Father to a Kev Tran is a first-generation migrant whose parents settled in the Western Sydney suburb of Liverpool after leaving Vietnam in the 1980s.
Mr. Tran’s parents made poor real estate investment decisions, which landed the family in social housing.
Father to a Kev Tran is a first-generation migrant who, despite growing up on the housing commission and being evicted at age 21, has built a real estate portfolio worth $1.5 million
The 36-year-old, who works as a buyer’s agent with Sydney firm InvestorKit, vowed not to make the same mistakes as his parents and now owns three properties.
After failing high school, Mr. Tran worked in restaurants, casinos, and factories for minimum wages, crediting his parents for instilling a strong work ethic in him.
“I could see that saving and thrifting was a big part of how our family operated. They worked very hard and they saved a lot.” Mr. Tran told news.com.au.
Mr Tran explained that his parents sold their investment properties in Sydney in the early 2000s – a decision that broke the marriage.
His mother wanted to keep the property, but his father believed that house prices in Sydney would rise and so the couple eventually decided to sell the house.
Prices in Sydney continued to rise, leading to a rift in his parents’ marriage, leading to the couple’s separation during the last years of Mr Tran’s high school.
Young Mr. Tran was on his way to higher education at university, but the broken household caused his grades to plummet, resulting in a mysterious ATAR score – a grade below 30.
His mother met a new partner and moved to Melbourne, while Mr. Tran shared a room with his father as they searched for a place of their own.
At the age of 21, he was kicked out of the house because he couldn’t get along with the woman his father remarried.
Mr. Tran’s life started to change when he got a job as a VIP host at the Star Casino.
He claimed the role “opened his eyes” as he was exposed to a level of money that was the opposite of his austere upbringing.
His interest in real estate grew as he started listening to podcasts and reading books before owning his first property at age 26.
Mr. Tran acquired his first property aged 26 – a $450,000 mansion in the Melbourne suburb of Cranbourne (pictured)
His second real estate purchase was a $380,000 three-bedroom house in the regional Victorian town of Ballarat, which increased in value by more than a quarter of a million dollars in three years.
The property was a $450,000 off-the-plan mansion in the Melbourne suburb of Cranbourne.
“When I settled it I hoped it would have increased in value, but it didn’t. That was unfortunate,” said Mr. Tran.
‘When I bought it I didn’t know much about real estate. I’ve had him the longest and he’s grown the least. It’s not underperforming,” Mr. Tran said.

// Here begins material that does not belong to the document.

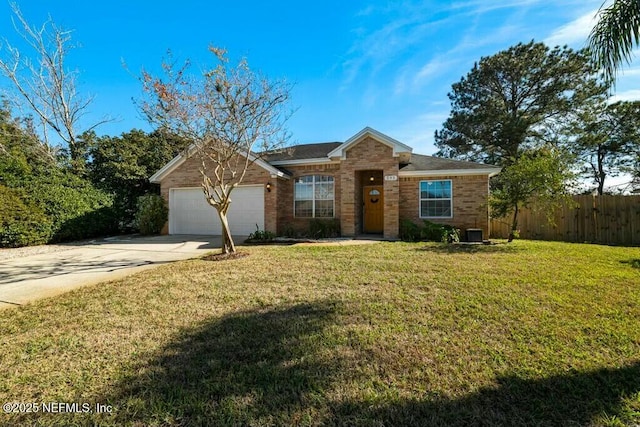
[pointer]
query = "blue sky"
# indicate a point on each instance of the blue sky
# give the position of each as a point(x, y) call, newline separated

Mr. Tran decided not to buy any more properties from the plan and wanted to expand his portfolio with properties available for rent for a faster return on investment.
His second real estate purchase was a $380,000 three-bedroom house in the regional Victorian town of Ballarat, which quickly became neutral.
After owning the property for three years, the house was revalued and, to Mr. Tran’s surprise, had increased in value by more than a quarter of a million dollars.
“I was able to refinance those for $650,000,” he said.
For his third purchase, Mr. Tran used the equity from his second investment to pay the full down payment on a property in Towoomba, Queensland.
Mr. Tran wants to make plans to continue building his real estate portfolio, which is now valued at about $1.5 million.